Ramelow erhob Verfassungsbeschwerde. Das Bundesverfassungsgericht kam in seiner heute verkündeten Entscheidung zu einer anderen rechtlichen Bewertung. Solange ein parteipolitisches Engagement sich auf dem Boden des Grundgesetzes bewege, stärke dies die freiheitliche demokratischen Grundordnung. Soweit der Verfassungsschutz das Verhalten des Abgeordneten im von Art. 46 Abs. 1 GG besonders geschützten parlamentarischen Bereich beobachte, seien die eingesetzten Mittel zudem unverhältnismäßig.

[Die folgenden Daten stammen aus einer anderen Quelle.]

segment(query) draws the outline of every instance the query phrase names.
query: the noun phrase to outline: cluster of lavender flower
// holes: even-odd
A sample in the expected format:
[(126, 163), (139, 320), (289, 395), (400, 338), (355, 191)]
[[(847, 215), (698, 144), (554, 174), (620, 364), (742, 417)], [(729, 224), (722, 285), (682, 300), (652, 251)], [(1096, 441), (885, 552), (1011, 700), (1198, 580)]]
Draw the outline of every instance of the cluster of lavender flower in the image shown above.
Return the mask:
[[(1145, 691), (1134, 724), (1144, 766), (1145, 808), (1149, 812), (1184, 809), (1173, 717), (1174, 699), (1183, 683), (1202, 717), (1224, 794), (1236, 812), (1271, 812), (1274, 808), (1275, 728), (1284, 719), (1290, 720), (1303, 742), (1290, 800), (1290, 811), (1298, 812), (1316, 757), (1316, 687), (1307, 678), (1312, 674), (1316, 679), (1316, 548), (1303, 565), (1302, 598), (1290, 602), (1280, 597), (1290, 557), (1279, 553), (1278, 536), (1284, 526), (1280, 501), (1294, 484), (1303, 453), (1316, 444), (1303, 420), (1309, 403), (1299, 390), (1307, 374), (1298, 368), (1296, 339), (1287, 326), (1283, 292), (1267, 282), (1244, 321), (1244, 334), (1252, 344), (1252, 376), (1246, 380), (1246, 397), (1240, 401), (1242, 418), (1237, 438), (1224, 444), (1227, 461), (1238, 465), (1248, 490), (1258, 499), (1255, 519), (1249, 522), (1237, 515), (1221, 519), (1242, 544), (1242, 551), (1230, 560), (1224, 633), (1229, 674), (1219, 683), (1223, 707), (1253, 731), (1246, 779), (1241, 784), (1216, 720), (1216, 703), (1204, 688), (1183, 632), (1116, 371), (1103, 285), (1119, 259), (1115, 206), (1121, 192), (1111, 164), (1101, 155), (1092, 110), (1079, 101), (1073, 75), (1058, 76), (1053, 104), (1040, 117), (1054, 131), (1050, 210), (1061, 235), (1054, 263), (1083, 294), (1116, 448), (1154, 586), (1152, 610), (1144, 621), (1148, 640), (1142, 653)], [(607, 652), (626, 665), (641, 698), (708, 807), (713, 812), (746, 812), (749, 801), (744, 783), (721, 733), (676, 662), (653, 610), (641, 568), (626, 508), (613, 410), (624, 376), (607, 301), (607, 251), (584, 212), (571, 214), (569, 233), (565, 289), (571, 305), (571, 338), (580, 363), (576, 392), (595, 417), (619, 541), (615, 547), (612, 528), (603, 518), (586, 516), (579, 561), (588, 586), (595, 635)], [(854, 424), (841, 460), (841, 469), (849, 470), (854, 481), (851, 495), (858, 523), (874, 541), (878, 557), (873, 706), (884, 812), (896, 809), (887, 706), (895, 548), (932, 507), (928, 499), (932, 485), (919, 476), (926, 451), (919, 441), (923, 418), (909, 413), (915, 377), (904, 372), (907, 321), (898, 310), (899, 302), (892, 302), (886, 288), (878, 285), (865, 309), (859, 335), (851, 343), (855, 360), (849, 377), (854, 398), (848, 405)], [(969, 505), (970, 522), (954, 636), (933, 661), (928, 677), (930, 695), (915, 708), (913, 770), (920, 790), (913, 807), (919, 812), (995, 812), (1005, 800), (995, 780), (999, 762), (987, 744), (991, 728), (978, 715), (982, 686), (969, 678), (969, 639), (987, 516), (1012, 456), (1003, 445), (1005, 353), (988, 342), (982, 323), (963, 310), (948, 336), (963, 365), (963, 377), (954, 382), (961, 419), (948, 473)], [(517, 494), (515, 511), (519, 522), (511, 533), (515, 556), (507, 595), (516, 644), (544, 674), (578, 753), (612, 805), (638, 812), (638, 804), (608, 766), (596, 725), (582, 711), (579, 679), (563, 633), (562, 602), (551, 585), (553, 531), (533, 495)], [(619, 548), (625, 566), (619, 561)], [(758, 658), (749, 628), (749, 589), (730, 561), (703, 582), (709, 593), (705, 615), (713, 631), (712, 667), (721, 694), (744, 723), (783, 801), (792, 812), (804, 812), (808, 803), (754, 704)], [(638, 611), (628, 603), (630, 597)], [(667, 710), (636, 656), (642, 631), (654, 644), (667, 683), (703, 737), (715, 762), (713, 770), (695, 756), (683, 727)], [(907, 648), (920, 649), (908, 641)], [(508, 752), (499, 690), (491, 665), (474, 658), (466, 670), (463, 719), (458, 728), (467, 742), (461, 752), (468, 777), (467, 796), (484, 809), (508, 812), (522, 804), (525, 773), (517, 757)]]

Die durch Art. 38 GG geschützte Kommunikationsbeziehung zwischen einem Mandatsträger und seinen Wählern sei auch vor dem Verfassungsschutz geschützt. Und wenn man nach 30 Jahren Beobachtung nichts handfestes fand, so scheint die Spur denn auch nicht ganz so heiß gewesen zu sein.
Von den 53 Mitgliedern der Linksfraktion im 16. Bundestag wurden laut Bundesverfassungsgericht 27 Abgeordnete vom Bundesamt für Verfassungsschutz beobachtet. Eine Organklage hiergegen wurde heute wegen Unzulässigkeit zurückgewiesen. Was auch immer das Bundesverfassungsgericht befinden mag, so werden Bundestagsabgeordnete genau wie die Leser dieser Zeilen in diesem Moment von der NSA überwacht.